オレが出した願書は「雄英高校ヒーロー科」と「雄英高校普通科」の二か所と、国立高校の一か所だ。さすがに雄英高校の普通科の学力を国立と比べるのは可哀想だが、この場合の滑り止めは国立高校のほう。学力では圧倒的な優位に立っているし、有力大学への進学率も比べ物にならないのだが、倍率がそもそも狂っている。
地元の一般的な私立高校が等倍。
オレが決めている国立高校が3.3倍。
雄英高校普通科が6.5倍。
そして、雄英高校ヒーロー科が300倍である。
いや、もう、なんというか。
さすがに笑いしか出てこない。このとりあえず受けておこうという記念受験感。どれだけみんなヒマなんだと言いたいが、母からすればオレもみんなと同じことをしているのだから笑えない。

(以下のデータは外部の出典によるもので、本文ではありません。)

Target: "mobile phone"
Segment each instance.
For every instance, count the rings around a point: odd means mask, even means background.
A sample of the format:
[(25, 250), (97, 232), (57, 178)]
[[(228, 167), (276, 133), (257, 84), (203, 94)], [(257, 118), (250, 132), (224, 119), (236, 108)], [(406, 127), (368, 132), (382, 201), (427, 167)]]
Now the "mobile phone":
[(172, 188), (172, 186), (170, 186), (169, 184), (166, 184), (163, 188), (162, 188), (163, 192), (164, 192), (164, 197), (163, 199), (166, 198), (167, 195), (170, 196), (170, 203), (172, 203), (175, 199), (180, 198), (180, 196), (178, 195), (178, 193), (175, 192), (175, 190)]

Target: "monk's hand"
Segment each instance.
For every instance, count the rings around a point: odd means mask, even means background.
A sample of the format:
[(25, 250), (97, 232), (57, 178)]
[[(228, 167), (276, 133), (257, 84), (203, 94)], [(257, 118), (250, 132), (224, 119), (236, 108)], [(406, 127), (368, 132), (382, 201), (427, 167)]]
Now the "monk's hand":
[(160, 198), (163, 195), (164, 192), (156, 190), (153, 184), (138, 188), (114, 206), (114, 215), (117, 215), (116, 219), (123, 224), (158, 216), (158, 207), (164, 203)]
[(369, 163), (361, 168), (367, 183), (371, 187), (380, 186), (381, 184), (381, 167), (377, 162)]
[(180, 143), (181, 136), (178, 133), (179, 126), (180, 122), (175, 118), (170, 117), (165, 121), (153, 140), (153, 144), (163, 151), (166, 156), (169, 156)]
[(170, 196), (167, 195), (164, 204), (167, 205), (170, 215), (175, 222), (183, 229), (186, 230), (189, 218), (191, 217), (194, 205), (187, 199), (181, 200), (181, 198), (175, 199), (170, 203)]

懸念点は雄英高校普通科の倍率が高いことだが、弱個性の記念受験が多いため、これはどこのヒーロー科がある学校でも言えることなので問題はないだろう。
ヒーロー科を受けるにあたってはクラスでも笑いものにされたものだが、クラス、いや、学校の受験生のほとんどがヒーロー科希望だ。いやはや、やる気が漲っていて素晴らしいね。
逆に雄英のヒーロー科はオレを含めて五人程度。彼らも滑り止めや他校のヒーロー科を受けるつもりのようだが、オレ以外の全員が本気で挑むようだ。先生たちも一人でも行かせたいらしく、オレ以外への指導は熱血だ。噂では体育館で個性の練習まで行っているとのこと。無論犯罪だが、ほとんどの受験生が家ではやっていることだろう。さすがに自身の個性を知らずに受験する阿呆はいない。オレは気が楽でとても良い気分だ。
友人の何人かに明けましておめでとうと連絡し、アイスが滲みて柔らかくなったシナモンスティックをかじる。
さて、そろそろ寝るか。
一富士二鷹三茄子。そんな夢が見れたら幸先良いのだけれど。